Isomorphism between the actions of $G$ on $G/H$ and $G/gHg^{-1}$?
We want a bijection that is well-defined. If $xH=yH$, then $y^{-1}x\in H$, hence $gy^{-1}xg^{-1}\in gHg^{-1}$, hence $yg^{-1}(gHg^{-1}) = xg^{-1}(gHg^{-1})$.
So, how about mapping the coset $aH$ to the coset $ag^{-1}(gHg^{-1})$?

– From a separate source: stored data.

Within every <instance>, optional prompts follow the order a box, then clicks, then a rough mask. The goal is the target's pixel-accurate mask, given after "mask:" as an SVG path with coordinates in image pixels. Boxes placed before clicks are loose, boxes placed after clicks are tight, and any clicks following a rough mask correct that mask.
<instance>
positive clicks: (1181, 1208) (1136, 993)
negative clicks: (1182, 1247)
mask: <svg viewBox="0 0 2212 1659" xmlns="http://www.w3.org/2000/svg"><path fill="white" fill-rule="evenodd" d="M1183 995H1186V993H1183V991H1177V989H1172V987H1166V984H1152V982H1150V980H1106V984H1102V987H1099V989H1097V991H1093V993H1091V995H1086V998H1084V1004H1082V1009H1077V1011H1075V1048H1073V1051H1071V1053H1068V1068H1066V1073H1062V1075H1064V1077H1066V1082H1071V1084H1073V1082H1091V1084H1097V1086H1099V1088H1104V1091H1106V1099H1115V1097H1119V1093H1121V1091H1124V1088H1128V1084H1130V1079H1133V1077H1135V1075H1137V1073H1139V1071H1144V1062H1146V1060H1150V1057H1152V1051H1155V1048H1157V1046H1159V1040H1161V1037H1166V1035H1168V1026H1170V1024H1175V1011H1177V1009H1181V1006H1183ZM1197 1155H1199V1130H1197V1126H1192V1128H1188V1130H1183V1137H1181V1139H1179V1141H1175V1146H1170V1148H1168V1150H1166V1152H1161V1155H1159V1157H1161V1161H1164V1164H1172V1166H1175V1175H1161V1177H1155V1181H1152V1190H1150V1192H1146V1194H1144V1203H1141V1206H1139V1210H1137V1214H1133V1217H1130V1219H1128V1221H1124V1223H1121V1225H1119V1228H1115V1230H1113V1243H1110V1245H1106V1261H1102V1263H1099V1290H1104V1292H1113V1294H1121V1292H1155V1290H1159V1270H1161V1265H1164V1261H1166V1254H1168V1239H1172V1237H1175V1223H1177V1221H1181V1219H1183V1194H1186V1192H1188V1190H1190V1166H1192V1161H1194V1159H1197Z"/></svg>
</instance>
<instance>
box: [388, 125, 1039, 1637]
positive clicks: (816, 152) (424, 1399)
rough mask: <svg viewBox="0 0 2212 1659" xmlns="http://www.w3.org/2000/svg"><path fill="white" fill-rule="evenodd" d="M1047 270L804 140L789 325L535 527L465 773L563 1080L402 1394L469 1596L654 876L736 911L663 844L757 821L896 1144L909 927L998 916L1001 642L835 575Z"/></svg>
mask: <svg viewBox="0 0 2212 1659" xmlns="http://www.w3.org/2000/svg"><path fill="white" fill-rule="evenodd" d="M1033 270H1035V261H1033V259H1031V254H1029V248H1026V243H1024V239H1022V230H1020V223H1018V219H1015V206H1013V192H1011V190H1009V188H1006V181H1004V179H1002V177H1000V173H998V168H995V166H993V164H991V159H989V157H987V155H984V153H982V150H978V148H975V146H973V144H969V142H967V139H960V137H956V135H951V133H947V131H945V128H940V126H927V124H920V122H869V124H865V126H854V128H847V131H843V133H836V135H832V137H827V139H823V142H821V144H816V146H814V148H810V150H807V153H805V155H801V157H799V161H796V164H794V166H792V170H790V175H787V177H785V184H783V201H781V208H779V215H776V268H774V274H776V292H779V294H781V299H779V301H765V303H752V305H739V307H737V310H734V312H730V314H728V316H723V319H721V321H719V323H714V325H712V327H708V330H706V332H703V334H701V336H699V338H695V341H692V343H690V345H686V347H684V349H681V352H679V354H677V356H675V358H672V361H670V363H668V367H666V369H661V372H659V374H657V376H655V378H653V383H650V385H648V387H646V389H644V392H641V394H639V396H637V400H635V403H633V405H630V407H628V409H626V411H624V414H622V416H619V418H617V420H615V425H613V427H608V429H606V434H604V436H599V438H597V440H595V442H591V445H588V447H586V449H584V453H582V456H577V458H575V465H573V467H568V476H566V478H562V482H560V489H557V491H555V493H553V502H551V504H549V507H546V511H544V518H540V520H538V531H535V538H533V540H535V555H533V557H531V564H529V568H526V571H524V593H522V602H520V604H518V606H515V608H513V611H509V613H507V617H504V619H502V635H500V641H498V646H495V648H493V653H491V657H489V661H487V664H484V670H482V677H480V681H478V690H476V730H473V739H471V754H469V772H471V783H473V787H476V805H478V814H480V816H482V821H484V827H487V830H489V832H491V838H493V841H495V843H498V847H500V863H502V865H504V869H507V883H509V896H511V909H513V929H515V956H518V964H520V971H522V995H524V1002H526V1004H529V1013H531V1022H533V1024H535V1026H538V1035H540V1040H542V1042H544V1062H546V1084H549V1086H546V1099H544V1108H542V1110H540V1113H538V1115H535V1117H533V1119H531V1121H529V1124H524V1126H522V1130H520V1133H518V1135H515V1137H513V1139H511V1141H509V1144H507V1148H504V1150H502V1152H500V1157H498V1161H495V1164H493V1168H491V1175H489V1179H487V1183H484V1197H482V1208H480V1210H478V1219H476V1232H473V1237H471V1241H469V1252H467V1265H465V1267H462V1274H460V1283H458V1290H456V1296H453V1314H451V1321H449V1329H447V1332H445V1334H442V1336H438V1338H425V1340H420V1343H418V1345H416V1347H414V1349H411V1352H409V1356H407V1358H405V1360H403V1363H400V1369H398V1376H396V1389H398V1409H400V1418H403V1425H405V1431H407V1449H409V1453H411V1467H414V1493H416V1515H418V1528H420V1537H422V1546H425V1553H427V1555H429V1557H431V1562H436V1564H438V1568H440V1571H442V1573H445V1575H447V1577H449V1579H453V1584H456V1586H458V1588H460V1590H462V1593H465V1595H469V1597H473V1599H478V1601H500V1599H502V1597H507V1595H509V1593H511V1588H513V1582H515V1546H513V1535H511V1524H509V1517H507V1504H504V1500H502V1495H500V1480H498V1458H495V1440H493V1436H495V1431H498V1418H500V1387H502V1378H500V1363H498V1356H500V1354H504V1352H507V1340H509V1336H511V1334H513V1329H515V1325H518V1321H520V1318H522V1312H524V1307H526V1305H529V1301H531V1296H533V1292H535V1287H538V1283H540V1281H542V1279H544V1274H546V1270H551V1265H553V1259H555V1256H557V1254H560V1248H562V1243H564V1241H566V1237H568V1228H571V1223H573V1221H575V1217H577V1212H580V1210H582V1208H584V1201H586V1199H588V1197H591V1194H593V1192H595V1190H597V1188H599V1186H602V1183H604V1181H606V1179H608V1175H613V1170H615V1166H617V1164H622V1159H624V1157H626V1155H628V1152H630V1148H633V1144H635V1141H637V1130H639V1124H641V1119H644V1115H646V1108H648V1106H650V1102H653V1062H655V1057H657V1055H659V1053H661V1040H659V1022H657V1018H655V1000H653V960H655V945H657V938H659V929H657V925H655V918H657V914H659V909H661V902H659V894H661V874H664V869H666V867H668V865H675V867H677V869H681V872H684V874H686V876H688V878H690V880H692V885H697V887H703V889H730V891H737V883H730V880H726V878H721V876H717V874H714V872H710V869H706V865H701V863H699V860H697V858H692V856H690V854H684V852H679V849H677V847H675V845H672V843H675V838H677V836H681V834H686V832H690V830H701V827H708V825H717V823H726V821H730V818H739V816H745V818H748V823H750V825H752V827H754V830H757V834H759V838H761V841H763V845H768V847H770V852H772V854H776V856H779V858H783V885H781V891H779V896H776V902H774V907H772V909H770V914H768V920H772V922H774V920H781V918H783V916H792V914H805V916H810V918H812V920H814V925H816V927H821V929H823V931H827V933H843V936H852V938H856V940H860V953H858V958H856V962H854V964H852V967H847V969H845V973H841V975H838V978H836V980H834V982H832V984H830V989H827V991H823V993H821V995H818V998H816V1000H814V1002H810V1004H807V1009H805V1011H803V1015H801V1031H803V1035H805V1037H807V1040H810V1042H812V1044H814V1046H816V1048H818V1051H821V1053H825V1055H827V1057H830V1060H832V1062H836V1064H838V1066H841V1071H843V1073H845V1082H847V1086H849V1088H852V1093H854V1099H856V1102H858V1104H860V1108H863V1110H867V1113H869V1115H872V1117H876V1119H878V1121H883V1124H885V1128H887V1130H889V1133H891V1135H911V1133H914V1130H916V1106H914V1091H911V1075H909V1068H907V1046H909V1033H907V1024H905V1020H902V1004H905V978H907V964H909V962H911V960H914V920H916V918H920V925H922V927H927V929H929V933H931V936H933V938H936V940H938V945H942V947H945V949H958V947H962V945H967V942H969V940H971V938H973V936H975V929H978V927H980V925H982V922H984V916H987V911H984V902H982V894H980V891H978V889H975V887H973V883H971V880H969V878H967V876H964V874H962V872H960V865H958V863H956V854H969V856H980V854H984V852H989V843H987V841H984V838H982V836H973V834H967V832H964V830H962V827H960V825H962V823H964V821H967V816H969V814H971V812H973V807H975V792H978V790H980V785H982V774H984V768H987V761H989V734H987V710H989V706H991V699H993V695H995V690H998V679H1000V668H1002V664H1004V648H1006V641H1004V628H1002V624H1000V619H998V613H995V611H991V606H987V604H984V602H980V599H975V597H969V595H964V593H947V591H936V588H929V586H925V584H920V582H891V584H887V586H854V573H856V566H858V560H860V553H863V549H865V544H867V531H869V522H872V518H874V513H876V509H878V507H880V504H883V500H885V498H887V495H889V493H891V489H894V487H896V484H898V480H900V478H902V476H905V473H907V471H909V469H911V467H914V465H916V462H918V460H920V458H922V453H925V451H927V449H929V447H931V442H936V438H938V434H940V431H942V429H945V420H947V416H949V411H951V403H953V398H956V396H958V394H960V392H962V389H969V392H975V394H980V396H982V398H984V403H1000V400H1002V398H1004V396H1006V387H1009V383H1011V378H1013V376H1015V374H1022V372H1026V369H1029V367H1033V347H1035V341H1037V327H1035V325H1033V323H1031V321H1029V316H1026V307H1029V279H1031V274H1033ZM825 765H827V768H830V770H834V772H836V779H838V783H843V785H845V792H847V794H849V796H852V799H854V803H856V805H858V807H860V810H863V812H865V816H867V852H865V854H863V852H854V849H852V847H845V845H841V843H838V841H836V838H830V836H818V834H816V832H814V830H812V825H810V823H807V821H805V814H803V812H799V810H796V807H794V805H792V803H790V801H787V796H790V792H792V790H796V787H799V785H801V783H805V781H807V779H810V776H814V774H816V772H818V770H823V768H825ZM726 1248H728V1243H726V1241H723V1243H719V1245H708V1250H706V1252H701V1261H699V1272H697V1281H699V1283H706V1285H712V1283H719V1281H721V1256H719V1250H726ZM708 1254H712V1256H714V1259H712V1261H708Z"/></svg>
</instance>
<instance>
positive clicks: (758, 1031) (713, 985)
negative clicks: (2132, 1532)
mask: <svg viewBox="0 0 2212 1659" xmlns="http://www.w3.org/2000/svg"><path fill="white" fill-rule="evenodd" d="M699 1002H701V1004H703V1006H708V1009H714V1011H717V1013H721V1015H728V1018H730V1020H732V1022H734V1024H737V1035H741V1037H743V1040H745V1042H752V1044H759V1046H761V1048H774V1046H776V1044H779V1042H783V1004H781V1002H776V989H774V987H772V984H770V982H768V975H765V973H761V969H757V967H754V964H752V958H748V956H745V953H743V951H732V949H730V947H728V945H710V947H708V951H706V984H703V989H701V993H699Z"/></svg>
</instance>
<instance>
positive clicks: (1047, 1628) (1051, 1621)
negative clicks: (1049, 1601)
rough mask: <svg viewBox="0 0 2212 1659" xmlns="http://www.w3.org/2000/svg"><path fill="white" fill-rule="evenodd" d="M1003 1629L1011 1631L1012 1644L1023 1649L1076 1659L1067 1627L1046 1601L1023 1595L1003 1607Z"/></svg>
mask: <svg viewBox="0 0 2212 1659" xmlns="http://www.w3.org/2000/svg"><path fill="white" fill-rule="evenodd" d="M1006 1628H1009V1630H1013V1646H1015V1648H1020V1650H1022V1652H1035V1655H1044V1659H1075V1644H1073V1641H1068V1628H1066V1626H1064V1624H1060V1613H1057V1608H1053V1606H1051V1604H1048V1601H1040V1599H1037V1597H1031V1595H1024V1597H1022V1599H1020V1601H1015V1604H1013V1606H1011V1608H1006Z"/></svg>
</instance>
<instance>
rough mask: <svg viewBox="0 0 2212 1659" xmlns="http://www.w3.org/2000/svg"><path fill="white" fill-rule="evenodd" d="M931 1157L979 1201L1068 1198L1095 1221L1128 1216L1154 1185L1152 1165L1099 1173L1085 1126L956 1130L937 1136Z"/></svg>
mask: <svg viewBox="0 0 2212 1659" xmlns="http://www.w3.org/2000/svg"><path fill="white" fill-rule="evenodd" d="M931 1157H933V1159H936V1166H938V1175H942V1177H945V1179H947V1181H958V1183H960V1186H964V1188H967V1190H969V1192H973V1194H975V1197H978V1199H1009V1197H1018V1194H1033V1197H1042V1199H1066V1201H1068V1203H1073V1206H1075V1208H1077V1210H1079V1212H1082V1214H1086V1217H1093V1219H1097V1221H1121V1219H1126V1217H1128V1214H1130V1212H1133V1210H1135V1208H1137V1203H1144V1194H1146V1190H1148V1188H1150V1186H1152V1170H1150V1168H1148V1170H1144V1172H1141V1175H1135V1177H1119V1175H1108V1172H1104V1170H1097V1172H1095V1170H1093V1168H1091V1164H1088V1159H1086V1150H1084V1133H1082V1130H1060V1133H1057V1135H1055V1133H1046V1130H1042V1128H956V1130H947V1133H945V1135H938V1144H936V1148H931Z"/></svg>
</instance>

Why that and not try something like “hence $gy^{-1}g^{-1}gxg^{-1}\in gHg^{-1}$, hence $gxg^{-1}(gHg^{-1}) = gyg^{-1}(gHg^{-1})$; so let’s define the image of $aH$ to be $gag^{-1}(gHg^{-1})$”, which was your second attempt? Because that extra $g$ on the left interferes with the action of $G$, whereas mapping $aH$ to $ag^{—1}(gHg^{-1})$ won’t run into that problem.
Alternatively, you can recognize the map $aH\mapsto ag^{-1}(gHg^{-1})$ as the result of your second map followed by “multiply by $g^{-1}$ on the left”. Essentially, it partially does the conjugation you want to do, but codes it into the bijection instead of into the action.